A trama se inicia com a investigação de um crime brutal, mas logo fica claro que o verdadeiro interesse do autor não está apenas em descobrir o culpado. A investigação funciona como uma porta de entrada para um retrato fascinante da sociedade soviética durante a Guerra Fria. Ao longo das páginas, somos apresentados à burocracia, ao mercado clandestino, às relações de poder, à influência da política e às contradições de um sistema que molda a vida de todos ao seu redor.
O grande destaque da obra é Arkady Renko.

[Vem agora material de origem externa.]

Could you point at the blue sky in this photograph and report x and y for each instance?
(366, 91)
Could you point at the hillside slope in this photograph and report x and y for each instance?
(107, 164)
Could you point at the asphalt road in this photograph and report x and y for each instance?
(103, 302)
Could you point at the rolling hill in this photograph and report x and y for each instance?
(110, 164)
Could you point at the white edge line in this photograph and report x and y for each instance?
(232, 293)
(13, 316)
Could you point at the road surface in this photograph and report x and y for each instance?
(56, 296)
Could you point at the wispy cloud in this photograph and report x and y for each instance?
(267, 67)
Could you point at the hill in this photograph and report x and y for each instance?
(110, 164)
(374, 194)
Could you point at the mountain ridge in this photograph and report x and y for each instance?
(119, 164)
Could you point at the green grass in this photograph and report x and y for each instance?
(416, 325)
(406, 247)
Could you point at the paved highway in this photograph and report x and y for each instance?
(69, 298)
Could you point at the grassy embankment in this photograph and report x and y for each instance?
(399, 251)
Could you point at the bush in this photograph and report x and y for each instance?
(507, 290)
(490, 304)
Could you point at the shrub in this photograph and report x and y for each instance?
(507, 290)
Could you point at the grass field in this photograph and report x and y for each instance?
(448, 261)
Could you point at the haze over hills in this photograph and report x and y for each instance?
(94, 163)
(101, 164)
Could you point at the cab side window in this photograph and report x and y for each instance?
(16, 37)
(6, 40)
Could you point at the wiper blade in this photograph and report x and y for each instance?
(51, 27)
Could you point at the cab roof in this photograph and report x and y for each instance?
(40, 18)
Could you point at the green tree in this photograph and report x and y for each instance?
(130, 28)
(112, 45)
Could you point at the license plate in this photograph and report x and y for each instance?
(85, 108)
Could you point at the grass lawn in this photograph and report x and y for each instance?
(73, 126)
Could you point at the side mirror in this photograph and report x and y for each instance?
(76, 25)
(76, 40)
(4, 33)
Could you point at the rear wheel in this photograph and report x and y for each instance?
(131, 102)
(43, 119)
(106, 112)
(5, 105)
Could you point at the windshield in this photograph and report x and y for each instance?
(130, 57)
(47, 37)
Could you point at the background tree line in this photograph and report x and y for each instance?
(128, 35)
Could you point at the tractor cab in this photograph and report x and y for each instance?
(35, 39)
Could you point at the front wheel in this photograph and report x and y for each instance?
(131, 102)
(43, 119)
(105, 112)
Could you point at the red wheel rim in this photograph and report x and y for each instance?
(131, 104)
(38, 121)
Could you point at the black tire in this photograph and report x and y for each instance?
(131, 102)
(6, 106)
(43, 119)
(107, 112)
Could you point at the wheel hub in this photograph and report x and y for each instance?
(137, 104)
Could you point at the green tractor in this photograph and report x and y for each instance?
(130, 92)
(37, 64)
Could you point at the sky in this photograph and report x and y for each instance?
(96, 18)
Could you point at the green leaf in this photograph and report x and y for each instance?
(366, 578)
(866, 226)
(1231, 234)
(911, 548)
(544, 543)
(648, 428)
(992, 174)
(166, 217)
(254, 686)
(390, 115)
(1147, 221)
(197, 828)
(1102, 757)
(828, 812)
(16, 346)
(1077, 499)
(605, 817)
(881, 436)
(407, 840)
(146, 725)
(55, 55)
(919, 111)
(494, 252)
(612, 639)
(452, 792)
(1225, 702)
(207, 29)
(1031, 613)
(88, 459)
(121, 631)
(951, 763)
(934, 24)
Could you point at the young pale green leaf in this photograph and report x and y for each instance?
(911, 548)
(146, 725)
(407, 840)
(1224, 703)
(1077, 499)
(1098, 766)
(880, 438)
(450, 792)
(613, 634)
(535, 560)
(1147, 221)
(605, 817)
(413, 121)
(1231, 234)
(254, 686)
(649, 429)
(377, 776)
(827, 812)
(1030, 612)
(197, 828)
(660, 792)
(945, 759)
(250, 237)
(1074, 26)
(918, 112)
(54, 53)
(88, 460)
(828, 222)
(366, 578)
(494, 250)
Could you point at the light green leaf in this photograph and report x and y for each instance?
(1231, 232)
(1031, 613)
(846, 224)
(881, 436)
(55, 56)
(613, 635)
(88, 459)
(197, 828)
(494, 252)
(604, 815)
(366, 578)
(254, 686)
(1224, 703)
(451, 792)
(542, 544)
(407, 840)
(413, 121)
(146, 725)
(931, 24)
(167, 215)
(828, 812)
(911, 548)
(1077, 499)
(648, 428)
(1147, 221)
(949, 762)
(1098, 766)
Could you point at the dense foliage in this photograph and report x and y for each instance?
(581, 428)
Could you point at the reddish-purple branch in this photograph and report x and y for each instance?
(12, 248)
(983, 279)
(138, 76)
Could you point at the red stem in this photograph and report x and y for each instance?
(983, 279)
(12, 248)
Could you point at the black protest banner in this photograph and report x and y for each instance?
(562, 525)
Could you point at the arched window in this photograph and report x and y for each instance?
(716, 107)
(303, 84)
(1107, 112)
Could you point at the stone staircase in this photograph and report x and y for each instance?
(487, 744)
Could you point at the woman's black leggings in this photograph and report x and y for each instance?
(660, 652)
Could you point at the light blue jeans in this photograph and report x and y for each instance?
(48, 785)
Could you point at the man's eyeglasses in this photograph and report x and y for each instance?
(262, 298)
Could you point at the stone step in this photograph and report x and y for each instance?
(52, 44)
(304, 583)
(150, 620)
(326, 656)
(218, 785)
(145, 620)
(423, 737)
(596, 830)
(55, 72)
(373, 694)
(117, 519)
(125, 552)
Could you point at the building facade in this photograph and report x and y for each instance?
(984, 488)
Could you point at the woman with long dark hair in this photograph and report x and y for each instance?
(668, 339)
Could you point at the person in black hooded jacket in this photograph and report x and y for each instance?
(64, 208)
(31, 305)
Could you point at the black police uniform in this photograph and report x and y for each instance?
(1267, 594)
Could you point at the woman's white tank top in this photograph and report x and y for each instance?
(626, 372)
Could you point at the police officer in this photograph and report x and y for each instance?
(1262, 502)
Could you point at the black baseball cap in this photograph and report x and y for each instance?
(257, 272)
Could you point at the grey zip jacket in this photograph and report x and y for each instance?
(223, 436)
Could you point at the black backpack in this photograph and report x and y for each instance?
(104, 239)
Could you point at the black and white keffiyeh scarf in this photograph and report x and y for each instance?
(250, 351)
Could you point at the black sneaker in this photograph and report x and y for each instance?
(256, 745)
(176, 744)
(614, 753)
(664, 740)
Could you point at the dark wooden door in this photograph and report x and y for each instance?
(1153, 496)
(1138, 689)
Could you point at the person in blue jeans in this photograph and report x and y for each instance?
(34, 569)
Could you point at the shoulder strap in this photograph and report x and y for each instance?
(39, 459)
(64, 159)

Diferente dos detetives tradicionais, ele não se destaca pela força física ou por ser um gênio infalível. O que o torna tão interessante é sua capacidade de enxergar além das aparências. Em um ambiente onde muitos parecem ter se acomodado às regras do jogo, Renko surge como alguém que ainda questiona, observa e busca a verdade, mesmo quando isso pode lhe custar caro.
Outro mérito do livro é a ambientação. Moscou e a União Soviética não servem apenas como cenário; tornam-se personagens da narrativa. A sensação constante de vigilância, desconfiança e tensão política contribui para criar uma atmosfera única e extremamente envolvente.
Park Gorky é um daqueles livros que permanecem na mente mesmo depois da última página. Um thriller inteligente, bem construído e repleto de reflexões sobre poder, liberdade e condição humana. Sem dúvida, uma leitura memorável e que me deixou com enorme vontade de continuar acompanhando a trajetória de Arkady Renko.